July 1, 17:00-18:00 -- Room 056 with live streaming on Zoom

Genki Sato (Fcuro, Inc.)

Presentation of finite Reedy categories as localizations of finite direct categories

Abstract: In this talk, we present a novel construction that, for a given Reedy category $C$, produces a direct category $\operatorname{Down}(C)$ and a functor $\operatorname{Down}(C) \to C$, exhibiting $C$ as an $(\infty,1)$-categorical localization of $\operatorname{Down}(C)$. This result refines previous constructions in the literature by ensuring that $\operatorname{Down}(C)$ is finite whenever $C$ is finite-a property not guaranteed by existing approaches, such as those by Lurie or by Barwick and Kan. As an intended future application, this finiteness property is expected to be useful for embedding the construction into the syntax of a (non-infinitary) logic. In particular, I expect that the construction may be used to develop a meta-theory of finitely truncated simplicial types and other finite Reedy presheaves for homotopy type theory, thereby extending Kraus and Sattler's unfinished approach. This talk is based on arXiv:2502.05096.

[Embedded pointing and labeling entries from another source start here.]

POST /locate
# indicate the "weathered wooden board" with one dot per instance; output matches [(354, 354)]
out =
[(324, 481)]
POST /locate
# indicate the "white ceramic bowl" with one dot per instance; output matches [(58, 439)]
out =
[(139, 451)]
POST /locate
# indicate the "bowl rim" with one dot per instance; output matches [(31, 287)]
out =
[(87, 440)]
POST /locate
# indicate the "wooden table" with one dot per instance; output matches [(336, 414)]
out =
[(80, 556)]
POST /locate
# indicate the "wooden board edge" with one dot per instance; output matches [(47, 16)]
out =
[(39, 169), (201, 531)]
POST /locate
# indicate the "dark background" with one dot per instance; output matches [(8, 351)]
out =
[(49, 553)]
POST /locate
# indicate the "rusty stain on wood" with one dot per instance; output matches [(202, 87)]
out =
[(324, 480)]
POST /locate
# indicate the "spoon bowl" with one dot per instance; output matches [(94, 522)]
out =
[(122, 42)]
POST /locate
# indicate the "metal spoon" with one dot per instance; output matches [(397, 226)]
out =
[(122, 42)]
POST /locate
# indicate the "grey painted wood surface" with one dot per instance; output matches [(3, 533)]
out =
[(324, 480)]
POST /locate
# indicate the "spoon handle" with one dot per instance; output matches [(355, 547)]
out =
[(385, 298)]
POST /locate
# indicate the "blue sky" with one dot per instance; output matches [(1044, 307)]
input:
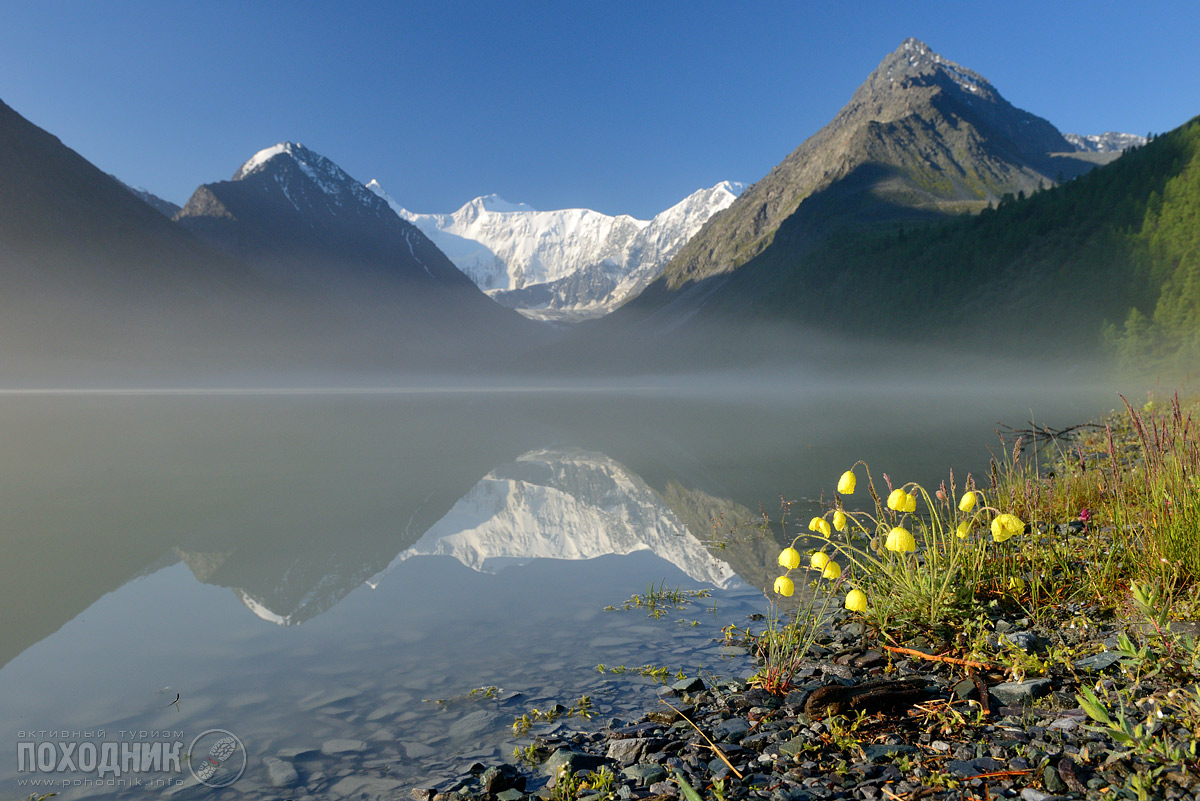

July 8, 17:00-18:30 -- Room 056 with live streaming on Zoom

Hiroki Ishikura (The University of Tokyo)

Stallings-Swan's Theorem for Borel graphs

Abstract: A Borel graph is a simplicial graph on a standard Borel space X such that the edge set is a Borel subset of X^2. Such objects have been studied in the context of countable Borel equivalence relations, and recently there are many attempts to apply the ideas of geometric group theory to them. Stallings-Swan's theorem states that groups of cohomological dimension 1 are free groups. We will talk about an analog of this theorem for Borel graphs: A Borel graph on X with uniformly bounded degrees of cohomological dimension 1 is Lipschitz equivalent to a Borel acyclic graph on X. This is proved by establishing a criterion for certain decomposition of Borel graphs, which is inspired by Dunwoody's work on accessibility of groups.


June 15, 17:00-18:30 -- Room 056 with live streaming on Zoom

Anastasiia Tsvietkova (Rutgers University)

Polynomially many genus g surfaces in a hyperbolic 3-manifold

Abstract: For a low-dimensional manifold, one often tries to understand its intrinsic topology through its submanifolds, in particular of co-dimension 1. For example, it was noticed before that presence of embedded essential surfaces in a 3-manifold can give information about that manifold. However to construct, classify or count such surfaces is a non-trivial task. We will discuss a universal upper bound for the number of non-isotopic genus g surfaces embedded in a hyperbolic 3-manifold, polynomial in hyperbolic volume. The surfaces are all closed essential surfaces, oriented and connected. This is joint work with Marc Lackenby.


June 22, 17:00-18:30 -- Room 056 with live streaming on Zoom

Alexis Marchand (Kyoto University)

Sharp spectral gaps for scl from negative curvature

Abstract: Stable commutator length is a measure of homological complexity of group elements, with connections to many topics in geometric topology, including quasimorphisms, bounded cohomology, and simplicial volume. The goal of this talk is to shed light on some of its relations with negative curvature. We will present a new geometric proof of a theorem of Heuer on sharp lower bounds for scl in right-angled Artin groups. Our proof relates letter-quasimorphisms (which are analogues of real-valued quasimorphisms with image in free groups) to negatively curved angle structures for surfaces estimating scl.